Legal counsel for the Council raised the issue of a data subject dealing with a problem with a in another jurisdiction. He argued that these three stops means that data subjects:
(a) had first to approach the Data Protection Authority in the home country and an Authority that did not have any jurisdiction or competence in the matter; with luck the Authority could help the data subject by passing details to the Authority in the data controller's main establishment.

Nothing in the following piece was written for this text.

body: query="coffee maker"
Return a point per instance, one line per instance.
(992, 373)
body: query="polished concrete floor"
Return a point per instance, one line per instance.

(b) had secondly to approach the Data Protection Authority and courts of the territory of the main establishment jurisdiction. Human Rights case-law on Article 6 shows that the ECHR “would not approve of this” because the data subject might have to deal with unfamiliar court processes in a foreign language. The data subject would have to expend “disproportionate” resources protecting their rights and therefore would be “put off” from exercising rights; it followed that there was no effective judicial remedy as promised by the Regulation.
(c) The court of the country of origin of the data subject could be bound by a decision made in the county of the main establishment; this could lead to “conflicts of jurisdiction which would be “disastrous” for the administration of justice.
In addition, the one-stop shop would encourage “forum shopping” where large multinationals could establish themselves with a country that has a weak regulator (not unlike Facebook, Google, Yahoo etc and Eire). Much better to have a pan-European data protection authority (strong enough to take such large data controllers) looking at trans-border disputes which could then be subject to rulings from the European Court of Justice. (At the meeting, Ms, Reding said that the Commission was not seeking to establish such an authority).
By contrast, the leading lawyer for the Commission said there was no legal problem. This is because the case suggested, in practice, was very narrow; a data subject seeking judicial review of a decision of the main data protection authority in a foreign jurisdiction. This, the Commission’s lawyer explained, was the case in other EU laws. In addition, the domestic courts in the data subject's jursidiction could offer redress and therefore there was no conflict in jurisdictions nor unpredictable results that would trouble the European Court of Human Rights.
So there you have it. Clock ticking. Regulation stalled. Political agreement stalled. Leading lawyers fighting like ferrets in a sack. Don’t hold your breath.